Bayan Aimee daha da yukarı uçtu ve birbirine karışmış üç dağ büyüklüğünde gibi görünen devasa yapıyı yakaladı.
Sanki şehrin üzerinde hiçbir şey yokmuş gibi havaya kaldırdı ve MBO üssünün bulunduğu alana baktı.
fwhhiiii~
Dev yapıyı kolaylıkla aşağıya fırlattı.
Üs içindeki subaylar, yukarıdan kendilerine doğru gelen muazzam baskıyı hissedebiliyorlardı ve anında, olabildiğince hızlı bir şekilde üsten dışarı fırladılar.
Boom!
Bir sonraki anda, devasa yapı doğrudan üssün üzerine inip patlayarak tüm üssü çevresiyle birlikte yok ederken güçlü bir patlama sesi duyuldu.

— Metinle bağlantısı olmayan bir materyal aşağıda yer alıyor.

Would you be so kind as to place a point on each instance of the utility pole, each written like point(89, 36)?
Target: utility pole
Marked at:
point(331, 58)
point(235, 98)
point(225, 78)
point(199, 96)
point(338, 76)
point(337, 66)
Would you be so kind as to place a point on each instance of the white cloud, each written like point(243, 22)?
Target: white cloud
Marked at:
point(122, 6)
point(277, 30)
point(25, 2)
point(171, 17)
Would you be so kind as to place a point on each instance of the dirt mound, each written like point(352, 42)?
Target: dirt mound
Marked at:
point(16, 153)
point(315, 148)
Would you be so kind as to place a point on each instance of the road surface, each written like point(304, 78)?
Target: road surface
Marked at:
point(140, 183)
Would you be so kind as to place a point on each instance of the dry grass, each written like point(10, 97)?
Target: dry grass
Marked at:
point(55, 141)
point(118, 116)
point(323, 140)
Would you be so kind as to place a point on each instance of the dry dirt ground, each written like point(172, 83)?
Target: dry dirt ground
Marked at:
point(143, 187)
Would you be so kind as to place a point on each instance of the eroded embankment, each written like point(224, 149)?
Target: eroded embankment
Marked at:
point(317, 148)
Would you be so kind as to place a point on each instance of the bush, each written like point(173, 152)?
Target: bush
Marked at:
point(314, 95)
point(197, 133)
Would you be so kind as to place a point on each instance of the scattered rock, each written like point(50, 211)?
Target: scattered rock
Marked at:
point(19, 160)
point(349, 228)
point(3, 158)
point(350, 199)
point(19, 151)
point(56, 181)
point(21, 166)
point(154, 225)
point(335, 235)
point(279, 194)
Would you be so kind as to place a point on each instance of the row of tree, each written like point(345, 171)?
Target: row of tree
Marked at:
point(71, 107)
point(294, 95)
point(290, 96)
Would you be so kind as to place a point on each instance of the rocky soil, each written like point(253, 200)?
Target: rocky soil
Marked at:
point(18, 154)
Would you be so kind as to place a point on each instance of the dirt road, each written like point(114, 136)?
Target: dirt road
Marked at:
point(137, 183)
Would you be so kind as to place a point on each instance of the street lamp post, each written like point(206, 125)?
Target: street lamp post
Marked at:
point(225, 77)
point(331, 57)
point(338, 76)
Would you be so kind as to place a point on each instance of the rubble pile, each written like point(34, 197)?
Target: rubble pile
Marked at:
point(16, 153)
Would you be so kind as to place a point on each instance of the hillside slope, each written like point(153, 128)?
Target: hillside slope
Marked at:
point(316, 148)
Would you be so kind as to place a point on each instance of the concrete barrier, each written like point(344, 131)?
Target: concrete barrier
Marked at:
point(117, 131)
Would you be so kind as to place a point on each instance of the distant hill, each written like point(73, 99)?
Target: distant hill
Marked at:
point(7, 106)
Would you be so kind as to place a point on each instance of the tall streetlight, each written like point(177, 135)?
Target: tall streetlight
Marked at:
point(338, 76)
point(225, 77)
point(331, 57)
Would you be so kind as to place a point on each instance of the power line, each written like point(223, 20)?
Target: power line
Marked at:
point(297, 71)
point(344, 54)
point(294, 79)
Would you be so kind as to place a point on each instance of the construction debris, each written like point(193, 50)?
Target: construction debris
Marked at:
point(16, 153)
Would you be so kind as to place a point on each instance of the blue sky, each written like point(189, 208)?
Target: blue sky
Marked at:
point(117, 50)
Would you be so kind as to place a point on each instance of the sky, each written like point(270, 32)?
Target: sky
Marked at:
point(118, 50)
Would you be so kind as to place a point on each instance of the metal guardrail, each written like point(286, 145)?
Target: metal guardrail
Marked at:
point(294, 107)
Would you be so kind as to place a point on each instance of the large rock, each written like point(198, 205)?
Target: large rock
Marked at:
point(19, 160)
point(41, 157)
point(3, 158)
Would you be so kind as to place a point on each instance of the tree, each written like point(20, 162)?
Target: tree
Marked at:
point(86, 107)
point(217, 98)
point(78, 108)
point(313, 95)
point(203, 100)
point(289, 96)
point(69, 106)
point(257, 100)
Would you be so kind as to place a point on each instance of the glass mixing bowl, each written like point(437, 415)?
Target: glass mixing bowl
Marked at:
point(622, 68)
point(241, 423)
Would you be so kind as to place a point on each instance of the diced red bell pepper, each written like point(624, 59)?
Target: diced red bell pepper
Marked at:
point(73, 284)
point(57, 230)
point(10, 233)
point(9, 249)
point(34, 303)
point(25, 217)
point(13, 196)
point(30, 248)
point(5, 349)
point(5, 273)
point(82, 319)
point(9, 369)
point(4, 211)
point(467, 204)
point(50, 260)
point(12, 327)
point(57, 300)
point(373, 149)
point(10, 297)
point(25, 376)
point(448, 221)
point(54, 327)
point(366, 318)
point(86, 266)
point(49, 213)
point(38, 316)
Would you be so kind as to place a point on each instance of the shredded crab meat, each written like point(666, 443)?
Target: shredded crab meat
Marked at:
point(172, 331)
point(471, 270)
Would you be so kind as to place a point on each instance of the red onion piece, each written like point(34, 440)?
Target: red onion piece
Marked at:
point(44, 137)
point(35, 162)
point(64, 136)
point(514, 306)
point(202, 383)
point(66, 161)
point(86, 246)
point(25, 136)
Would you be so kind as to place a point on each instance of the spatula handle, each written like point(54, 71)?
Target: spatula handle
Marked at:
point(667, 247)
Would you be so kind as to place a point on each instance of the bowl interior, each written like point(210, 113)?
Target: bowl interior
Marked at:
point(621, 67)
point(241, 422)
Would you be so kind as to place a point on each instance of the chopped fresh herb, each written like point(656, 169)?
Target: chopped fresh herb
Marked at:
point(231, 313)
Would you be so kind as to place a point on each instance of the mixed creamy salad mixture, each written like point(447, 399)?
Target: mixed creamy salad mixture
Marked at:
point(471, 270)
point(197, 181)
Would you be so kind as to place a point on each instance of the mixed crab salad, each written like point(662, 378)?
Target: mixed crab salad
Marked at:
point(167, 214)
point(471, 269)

Yapı, etrafını saran göz kamaştırıcı sarı alevler nedeniyle başlangıçta gökyüzündekinden çok daha büyük görünüyordu ve yapay bir güneş gibi görünüyordu. Şimdi söndürüldükten sonra boyutu çok küçülmüştü, ama yine de süper kütleliydi.
Bayan Aimee’nin yanan yapıyı yok etmesiyle tüm şehir aniden karanlığa gömüldü.
Şu an gecenin geç bir saati olduğu ortaya çıktı, ancak her zaman aydınlatılan yapı nedeniyle hala gündüz gibi görünüyordu.
Aynen böyle, elli yılı aşkın süredir gece yaşamamış Burning Sands City vatandaşları sonunda gökyüzünün karardığını gördü.
Üste zarar vermeden güvenli bir şekilde kaçmayı başaranlar, tehditkar ve güçlü bir enerjiyle parıldayan, gece gökyüzünde süzülen morumsu şekle baktılar.
Bölgeye bakışı, yanından geçen aptal ölümlülere bakan bir tanrının bakışı gibiydi… Soğuk ve acımasız.
‘Şehrin çoklu teknoloji cihazını yok etti,’ Yapının ne kadar sıcak olduğunu bilen herkes hem şaşırdı hem de korktu.
Hiçbiri sıcaklığa dayanamayacak, çıplak elleriyle dokunmaktan ve etrafını saran alevleri söndürmekten daha fazla söz etmeyecekti.
“Soruma cevap vermediniz mi? Dedim ki, cihazı öğrencimde kullanmana kim izin verdi!?” Bayan Aimee’nin sesi, avucunu zaten kırılmış olan tabana doğru zarif bir şekilde uzatırken yine yerde yankılandı.
Soruyu duyduklarında herkesin gözleri korku ve ihtiyatla açıldı. Tekrar saldırırsa, sadece üssü çevreleyen bölgenin değil, tüm şehrin başının belaya girebileceğini biliyorlardı.
“Genç Bayan, bahsettiğiniz bu öğrenci kim?” Yüksek rütbeli subaylardan biri aşağıdan saygılı bir bakışla sordu.
“Gustav Kızıl”
Bu sözler söylendiği anda, ortalık kısa bir sessizliğe büründü.
‘Bize bir öğrencisi olduğu söylenmedi… Ve bu sadece Gustav Crimson’dı,’ Birçoğunun kafasında bu düşünceler dolaşıyordu.